For machines with higher positioning accuracy, it is also important to consider whether the feed servo system is in a semi-closed loop or full closed loop mode and the accuracy and stability of the detection components.
If the machine tool adopts a semi-closed-loop servo drive mode, its accuracy stability is affected by external factors.
For example, changes in working temperature can cause the ball screw in the transmission chain to elongate, leading to drift in the actual positioning position of the worktable and affecting the machining accuracy of the workpiece.
IV. Main specification selection of CNC machining center
The main feature specifications of the CNC machining center should be selected based on the determined range of typical workpiece machining dimensions.
The main specifications of the CNC machining center are the stroke range of several CNC axes and the power of the spindle motor.
The three basic linear coordinates (X, Y, Z) strokes of the machine tool reflect the machining space available to the machine.
The two coordinates X and Z in the lathe reflect the size of the permissible rotor.
In general, the contour size of the machined part should be within the machining space of the machine tool.
For example, if a typical workpiece is a box with dimensions of 450 mm × 450 mm × 450 mm, then a machining center with a working surface size of 500 mm × 500 mm should be selected.
Choosing a work surface that is slightly larger than a typical workpiece takes into account the space needed for installing the clamp.
The machine tool table size and the three linear coordinate strokes have a proportional relationship.
For example, for the above machine tool with a table size of 500 mm × 500 mm, the X-axis stroke is generally 700
800 mm, the Y-axis is 500700 mm, and the Z-axis is 500~600 mm.
Therefore, the size of the work surface largely determines the size of the processing space.
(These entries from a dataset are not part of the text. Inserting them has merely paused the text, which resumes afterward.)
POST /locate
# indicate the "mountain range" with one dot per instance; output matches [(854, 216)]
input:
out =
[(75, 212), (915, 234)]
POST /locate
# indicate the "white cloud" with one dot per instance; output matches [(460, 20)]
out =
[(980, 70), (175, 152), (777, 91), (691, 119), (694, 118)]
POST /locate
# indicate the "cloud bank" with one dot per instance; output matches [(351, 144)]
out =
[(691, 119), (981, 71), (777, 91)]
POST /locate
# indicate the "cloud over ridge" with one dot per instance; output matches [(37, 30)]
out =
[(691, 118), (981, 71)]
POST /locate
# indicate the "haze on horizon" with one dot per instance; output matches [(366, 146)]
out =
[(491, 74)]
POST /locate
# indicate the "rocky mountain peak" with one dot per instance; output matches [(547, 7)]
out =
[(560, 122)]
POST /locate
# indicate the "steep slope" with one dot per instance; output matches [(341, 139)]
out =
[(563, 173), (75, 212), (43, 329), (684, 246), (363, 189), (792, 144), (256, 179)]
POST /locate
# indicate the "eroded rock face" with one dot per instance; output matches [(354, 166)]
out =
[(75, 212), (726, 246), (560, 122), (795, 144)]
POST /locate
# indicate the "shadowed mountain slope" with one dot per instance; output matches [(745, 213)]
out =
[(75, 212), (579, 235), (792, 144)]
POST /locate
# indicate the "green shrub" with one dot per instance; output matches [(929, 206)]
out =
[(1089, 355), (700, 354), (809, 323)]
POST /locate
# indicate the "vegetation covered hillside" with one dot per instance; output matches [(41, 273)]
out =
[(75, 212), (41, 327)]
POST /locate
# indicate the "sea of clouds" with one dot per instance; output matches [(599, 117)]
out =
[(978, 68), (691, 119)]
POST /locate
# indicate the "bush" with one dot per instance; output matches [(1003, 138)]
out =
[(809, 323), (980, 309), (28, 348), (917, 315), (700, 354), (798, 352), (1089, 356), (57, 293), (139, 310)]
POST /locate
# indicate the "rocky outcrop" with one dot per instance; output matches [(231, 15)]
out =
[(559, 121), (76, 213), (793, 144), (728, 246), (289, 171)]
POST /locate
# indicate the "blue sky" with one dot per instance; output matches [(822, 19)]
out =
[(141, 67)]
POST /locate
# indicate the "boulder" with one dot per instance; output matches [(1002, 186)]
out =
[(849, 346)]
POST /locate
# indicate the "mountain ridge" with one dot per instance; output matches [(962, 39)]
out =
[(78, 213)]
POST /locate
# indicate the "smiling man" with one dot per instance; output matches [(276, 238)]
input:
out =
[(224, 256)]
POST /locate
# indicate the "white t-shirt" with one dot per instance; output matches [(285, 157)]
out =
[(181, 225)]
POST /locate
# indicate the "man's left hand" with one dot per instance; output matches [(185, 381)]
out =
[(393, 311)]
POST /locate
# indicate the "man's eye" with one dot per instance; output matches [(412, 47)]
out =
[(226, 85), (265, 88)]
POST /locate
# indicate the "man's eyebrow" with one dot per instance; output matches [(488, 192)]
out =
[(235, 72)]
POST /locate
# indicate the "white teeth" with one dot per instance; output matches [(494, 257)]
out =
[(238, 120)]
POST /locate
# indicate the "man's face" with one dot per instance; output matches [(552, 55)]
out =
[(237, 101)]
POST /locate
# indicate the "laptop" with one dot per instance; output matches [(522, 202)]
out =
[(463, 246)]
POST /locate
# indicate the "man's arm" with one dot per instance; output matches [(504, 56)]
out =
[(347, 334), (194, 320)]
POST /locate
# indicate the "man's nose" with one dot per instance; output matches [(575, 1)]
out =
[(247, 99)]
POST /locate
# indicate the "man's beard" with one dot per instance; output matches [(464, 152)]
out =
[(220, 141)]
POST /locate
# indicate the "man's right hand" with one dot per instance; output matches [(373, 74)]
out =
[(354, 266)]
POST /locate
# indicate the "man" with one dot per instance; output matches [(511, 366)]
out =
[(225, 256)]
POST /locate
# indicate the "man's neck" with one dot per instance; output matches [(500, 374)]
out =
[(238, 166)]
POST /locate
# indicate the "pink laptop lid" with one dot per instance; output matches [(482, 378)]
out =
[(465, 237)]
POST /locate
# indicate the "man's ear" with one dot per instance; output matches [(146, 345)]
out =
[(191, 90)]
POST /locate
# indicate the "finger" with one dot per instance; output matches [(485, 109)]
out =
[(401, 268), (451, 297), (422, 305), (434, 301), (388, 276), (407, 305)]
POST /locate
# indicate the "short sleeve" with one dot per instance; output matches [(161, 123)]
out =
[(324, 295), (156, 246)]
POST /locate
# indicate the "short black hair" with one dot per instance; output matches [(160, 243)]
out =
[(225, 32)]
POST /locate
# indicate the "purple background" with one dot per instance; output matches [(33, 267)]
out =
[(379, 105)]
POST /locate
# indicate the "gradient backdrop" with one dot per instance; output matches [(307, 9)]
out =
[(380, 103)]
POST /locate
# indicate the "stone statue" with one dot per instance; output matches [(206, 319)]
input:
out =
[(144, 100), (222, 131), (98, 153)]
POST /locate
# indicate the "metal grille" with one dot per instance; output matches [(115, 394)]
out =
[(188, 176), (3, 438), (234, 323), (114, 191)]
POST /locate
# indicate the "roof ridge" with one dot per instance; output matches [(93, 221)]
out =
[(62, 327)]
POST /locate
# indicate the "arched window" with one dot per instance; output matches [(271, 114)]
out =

In some cases, the size of the workpiece may be larger than the coordinate stroke of the machining center. In such instances, it is crucial to ensure that the machining area on the part is within the range of the stroke. Several factors must be taken into consideration, including the allowable bearing capacity of the machine table, potential interference with the machine tool change space, and potential interference with machine accessories such as guard covers.
CNC machining centers can have a variety of different motor configurations, even within the same type of machine. The cutting rigidity and high-speed performance of the spindle are typically an indicator of the machine tool’s overall performance.
It is worth noting that the spindle motor power of lighter machine tools may be 1-2 levels less powerful compared to standard machine tools. Currently, the spindle speed of a general machining center ranges from 4000 to 8000 r/min, while high-speed vertical machine tools can reach speeds of 20,000 to 70,000 r/min and horizontal machine tools can reach speeds of 10,000 to 20,000 r/min. Additionally, the power of the spindle motor is doubled in these high-speed machine tools.
The power of the spindle motor is a reflection of the machine tool’s cutting efficiency and cutting rigidity, as well as an indicator of the overall rigidity of the machine.
In modern small and medium-sized CNC machining centers, the mechanical shifting of the spindle box is used less frequently. Instead, a DC or AC adjustable speed motor with a high power is often used to directly connect to the spindle or even in an electric spindle structure.
However, this structure has limitations in terms of torque during low-speed cutting. This is because the output power of the speed-regulating motor decreases at low speeds. To ensure adequate torque at low speeds, a high-power motor must be used.
As a result, the spindle motor of CNC machining centers with the same specifications is several times larger than those in ordinary machine tools.
It is important to check the low-speed output torque of the machine when a large amount of low-speed machining is required on a typical workpiece.